Premièrement, elles courent un risque physique, c’est-à-dire que leurs actifs sont détruits ou abîmés par les aléas climatiques, comme les pluies diluviennes ou la hausse graduelle du niveau de la mer.

Pour s’adapter, elles doivent donc renforcer leurs infrastructures physiques, notamment avec de nouveaux matériaux plus résistants ou en déménageant carrément leur usine.

Deuxièmement, les entreprises sont aussi confrontées à un risque d’approvisionnement, surtout dans le cas de celles qui ont des fournisseurs localisés en zones inondables.

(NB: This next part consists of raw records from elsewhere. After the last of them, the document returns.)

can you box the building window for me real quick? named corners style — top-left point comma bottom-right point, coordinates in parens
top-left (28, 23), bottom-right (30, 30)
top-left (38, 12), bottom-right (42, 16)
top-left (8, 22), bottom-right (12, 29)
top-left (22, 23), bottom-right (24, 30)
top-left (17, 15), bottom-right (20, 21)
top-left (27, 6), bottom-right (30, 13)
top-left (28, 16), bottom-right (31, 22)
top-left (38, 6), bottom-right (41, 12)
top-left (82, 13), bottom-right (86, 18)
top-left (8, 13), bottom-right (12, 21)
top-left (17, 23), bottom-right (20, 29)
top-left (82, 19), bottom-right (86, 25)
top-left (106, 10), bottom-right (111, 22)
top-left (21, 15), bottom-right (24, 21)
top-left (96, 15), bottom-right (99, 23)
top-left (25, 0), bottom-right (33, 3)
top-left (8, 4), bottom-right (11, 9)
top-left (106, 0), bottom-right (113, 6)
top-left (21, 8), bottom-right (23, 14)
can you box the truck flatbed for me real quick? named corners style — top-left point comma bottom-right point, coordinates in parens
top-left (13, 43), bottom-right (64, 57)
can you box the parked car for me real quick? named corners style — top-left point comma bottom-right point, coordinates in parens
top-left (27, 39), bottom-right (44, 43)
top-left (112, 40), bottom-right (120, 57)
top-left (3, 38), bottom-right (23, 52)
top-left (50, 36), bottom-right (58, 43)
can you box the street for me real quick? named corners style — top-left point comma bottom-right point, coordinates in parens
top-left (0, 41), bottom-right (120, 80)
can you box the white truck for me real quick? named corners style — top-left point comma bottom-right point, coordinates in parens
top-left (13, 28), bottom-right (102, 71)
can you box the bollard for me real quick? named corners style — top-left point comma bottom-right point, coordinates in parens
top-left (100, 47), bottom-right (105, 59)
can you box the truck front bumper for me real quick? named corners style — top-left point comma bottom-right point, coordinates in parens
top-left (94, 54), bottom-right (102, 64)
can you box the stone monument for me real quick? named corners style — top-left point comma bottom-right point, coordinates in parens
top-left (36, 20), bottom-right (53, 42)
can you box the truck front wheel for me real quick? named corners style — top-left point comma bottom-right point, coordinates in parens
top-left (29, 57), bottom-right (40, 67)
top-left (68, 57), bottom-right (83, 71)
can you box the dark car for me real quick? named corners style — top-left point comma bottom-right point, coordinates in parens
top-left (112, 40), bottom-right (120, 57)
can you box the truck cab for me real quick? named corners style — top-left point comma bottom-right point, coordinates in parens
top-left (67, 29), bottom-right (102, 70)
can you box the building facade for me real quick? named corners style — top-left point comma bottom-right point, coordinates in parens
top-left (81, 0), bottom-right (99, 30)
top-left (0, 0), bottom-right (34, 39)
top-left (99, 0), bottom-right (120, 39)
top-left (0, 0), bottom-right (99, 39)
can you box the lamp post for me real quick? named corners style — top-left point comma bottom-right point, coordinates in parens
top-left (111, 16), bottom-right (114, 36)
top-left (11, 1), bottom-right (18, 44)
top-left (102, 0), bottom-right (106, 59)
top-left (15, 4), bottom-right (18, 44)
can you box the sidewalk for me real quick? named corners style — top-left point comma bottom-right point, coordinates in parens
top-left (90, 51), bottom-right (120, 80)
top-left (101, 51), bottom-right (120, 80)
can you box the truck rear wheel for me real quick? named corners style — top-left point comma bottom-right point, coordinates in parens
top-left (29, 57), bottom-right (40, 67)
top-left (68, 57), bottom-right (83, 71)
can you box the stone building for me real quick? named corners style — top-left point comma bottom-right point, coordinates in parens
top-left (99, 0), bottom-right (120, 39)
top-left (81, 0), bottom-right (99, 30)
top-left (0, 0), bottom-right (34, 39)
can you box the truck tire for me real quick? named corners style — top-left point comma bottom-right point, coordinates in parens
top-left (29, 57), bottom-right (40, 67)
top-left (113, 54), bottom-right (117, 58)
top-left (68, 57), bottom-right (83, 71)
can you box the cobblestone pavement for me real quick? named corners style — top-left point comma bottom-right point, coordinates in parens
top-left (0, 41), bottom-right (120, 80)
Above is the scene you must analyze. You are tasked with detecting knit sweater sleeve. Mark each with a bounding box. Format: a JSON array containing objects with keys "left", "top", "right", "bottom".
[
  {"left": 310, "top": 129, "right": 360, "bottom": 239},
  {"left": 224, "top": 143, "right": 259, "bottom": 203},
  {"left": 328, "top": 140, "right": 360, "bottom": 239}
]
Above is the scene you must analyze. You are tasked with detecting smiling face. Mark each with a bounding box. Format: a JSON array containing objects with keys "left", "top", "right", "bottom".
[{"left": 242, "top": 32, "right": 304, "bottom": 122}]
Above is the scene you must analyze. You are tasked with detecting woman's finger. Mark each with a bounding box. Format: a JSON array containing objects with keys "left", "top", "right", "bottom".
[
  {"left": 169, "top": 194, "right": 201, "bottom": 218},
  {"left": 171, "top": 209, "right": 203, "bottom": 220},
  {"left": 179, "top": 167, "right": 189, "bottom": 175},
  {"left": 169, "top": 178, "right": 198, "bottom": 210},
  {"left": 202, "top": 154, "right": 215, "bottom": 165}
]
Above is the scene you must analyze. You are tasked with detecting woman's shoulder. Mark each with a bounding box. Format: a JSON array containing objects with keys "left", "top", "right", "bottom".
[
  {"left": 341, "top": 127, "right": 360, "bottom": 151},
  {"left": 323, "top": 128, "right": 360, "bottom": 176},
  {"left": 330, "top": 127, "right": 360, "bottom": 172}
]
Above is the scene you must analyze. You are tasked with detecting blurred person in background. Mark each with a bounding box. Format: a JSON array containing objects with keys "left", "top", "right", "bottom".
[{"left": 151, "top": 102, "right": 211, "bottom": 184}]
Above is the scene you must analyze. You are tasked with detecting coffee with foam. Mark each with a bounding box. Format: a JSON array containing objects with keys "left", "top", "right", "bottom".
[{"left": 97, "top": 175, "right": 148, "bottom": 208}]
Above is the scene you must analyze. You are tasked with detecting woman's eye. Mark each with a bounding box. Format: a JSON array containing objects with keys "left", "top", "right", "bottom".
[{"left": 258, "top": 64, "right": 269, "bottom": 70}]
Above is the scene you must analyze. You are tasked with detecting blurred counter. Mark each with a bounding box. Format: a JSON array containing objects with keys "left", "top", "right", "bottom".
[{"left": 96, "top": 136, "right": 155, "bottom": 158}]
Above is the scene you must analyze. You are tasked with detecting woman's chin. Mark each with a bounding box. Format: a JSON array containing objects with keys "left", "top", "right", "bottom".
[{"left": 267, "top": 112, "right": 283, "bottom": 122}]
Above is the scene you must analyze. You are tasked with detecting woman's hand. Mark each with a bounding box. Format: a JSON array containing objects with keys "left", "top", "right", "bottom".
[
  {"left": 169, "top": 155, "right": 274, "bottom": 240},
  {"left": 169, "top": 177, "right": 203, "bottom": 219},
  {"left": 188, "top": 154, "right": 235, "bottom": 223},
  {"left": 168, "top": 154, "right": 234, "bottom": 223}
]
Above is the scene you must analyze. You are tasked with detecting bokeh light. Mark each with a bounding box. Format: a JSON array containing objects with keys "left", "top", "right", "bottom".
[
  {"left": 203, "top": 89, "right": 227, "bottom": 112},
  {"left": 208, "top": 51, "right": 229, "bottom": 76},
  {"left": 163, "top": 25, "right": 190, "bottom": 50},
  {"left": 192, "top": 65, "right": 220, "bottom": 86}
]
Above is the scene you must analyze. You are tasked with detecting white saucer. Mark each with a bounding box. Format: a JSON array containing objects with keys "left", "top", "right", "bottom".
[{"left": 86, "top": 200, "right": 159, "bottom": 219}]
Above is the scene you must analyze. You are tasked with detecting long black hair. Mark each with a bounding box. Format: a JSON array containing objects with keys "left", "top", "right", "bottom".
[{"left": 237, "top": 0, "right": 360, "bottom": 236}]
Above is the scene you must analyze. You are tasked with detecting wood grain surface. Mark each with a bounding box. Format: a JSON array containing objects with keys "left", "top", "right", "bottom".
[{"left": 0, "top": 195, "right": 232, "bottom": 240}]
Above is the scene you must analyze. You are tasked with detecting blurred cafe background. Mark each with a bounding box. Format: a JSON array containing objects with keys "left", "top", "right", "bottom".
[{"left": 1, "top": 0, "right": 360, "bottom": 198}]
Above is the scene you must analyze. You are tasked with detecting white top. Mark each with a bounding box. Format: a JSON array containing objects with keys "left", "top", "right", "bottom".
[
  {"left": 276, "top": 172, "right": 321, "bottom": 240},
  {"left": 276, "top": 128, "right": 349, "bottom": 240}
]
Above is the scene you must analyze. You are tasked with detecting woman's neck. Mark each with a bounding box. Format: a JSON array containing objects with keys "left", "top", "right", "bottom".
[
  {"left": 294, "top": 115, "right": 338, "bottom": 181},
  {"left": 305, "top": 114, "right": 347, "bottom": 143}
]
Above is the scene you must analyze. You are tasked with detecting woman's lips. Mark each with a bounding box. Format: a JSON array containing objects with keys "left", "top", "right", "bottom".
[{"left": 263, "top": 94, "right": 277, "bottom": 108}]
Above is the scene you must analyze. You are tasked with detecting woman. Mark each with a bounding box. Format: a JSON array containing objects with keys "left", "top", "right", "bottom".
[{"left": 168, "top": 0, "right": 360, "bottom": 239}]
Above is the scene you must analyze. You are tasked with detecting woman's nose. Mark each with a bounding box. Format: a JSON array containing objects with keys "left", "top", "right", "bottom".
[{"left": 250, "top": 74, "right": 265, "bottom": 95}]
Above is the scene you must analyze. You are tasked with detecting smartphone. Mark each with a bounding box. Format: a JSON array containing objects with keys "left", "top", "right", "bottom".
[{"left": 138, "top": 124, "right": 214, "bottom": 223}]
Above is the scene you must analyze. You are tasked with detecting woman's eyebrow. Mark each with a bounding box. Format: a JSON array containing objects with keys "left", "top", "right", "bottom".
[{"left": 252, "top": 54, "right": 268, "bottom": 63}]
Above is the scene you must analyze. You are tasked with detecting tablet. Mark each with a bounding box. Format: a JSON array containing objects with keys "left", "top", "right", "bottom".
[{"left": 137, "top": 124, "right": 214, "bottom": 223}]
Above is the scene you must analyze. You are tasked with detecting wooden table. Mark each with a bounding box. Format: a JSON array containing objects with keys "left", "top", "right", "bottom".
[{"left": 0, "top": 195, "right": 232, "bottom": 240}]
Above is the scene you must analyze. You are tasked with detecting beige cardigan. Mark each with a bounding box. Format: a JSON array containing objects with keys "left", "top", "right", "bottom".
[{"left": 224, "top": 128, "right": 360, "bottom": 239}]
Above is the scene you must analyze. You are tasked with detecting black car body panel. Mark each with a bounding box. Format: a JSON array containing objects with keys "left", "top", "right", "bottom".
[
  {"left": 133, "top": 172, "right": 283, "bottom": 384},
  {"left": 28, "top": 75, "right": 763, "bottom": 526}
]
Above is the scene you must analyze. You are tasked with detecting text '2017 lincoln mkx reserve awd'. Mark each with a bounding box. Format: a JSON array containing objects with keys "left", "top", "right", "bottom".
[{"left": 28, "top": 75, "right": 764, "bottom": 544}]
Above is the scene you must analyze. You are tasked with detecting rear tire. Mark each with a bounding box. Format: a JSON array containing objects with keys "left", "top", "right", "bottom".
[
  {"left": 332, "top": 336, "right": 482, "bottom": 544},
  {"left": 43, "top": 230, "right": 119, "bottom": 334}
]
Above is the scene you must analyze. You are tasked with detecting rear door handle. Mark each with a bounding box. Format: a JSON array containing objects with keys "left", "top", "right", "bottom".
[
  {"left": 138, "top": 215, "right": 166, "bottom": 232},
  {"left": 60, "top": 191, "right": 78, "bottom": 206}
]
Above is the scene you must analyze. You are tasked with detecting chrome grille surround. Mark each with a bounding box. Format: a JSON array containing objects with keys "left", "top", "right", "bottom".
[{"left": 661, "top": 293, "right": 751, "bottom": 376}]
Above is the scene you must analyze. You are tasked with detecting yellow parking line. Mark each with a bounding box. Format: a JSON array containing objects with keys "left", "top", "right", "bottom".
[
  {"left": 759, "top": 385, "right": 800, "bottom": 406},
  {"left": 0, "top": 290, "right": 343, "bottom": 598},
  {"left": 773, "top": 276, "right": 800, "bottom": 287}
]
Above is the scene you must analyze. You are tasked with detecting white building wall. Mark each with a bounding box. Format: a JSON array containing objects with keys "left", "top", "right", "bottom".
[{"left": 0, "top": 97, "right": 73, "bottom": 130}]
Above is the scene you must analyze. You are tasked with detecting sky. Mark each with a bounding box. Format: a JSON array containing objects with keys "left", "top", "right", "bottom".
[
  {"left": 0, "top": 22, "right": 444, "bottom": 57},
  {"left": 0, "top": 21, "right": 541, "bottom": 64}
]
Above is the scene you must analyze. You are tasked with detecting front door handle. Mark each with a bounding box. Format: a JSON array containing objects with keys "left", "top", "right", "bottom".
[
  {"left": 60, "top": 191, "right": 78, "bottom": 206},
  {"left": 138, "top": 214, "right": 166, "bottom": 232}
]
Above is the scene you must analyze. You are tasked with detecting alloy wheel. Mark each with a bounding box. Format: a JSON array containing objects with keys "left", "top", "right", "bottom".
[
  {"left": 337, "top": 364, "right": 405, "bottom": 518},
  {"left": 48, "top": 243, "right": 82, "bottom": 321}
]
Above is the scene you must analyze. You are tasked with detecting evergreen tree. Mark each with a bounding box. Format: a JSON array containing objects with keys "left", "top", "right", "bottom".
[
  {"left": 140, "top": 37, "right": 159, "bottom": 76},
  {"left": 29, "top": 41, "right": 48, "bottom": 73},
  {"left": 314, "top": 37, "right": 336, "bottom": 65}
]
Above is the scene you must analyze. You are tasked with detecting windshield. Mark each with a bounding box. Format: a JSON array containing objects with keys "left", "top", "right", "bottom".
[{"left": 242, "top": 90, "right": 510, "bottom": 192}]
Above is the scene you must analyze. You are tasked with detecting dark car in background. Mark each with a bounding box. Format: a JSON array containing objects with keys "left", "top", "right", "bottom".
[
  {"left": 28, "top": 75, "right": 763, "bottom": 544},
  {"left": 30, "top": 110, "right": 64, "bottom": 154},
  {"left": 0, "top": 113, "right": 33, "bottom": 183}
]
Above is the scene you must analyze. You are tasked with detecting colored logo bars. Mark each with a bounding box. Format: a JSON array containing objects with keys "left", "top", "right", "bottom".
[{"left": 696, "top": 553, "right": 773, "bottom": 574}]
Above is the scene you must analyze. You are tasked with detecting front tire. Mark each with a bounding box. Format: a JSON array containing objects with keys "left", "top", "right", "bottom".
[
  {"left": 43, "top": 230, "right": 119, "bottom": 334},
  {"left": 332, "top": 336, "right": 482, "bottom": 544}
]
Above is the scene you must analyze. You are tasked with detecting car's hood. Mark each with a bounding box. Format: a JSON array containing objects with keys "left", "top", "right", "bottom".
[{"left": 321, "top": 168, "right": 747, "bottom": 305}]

En cas d’une rupture des livraisons de leurs intrants, elles peuvent devoir suspendre leurs opérations à long terme.

Pour s’adapter, elles doivent donc diversifier géographiquement leurs fournisseurs, en n’ayant pas par exemple deux fournisseurs situés dans des zones inondables.

 

Vers des lois de plus en plus contraignantes

Troisièmement, les efforts pour réduire les GES et s’adapter aux changements climatiques rendront les lois de plus en plus contraignantes pour les donneurs d’ordre et leurs chaînes de fournisseurs.

Pour s’adapter, les entreprises doivent donc se préparer à des règles plus strictes, ce qui leur permettra de ne pas être exclues des chaînes de valeur très résilientes de donneurs d’ordre.

Une entreprise ne peut être trop résiliente face à un risque, en l’occurrence celui des changements climatiques, disent les experts en gestion des risques.

Aussi, même si une organisation devient à terme très résiliente en prévision d’un monde très chaud, elle ne pâtira pas de son haut niveau de préparation et d’adaptation si la planète ne se réchauffe finalement que de 1,5 ou de 2 degrés d’ici la fin du siècle.

Elle sera plus compétitive et plus attirante pour les entreprises à la recherche de partenaires fiables.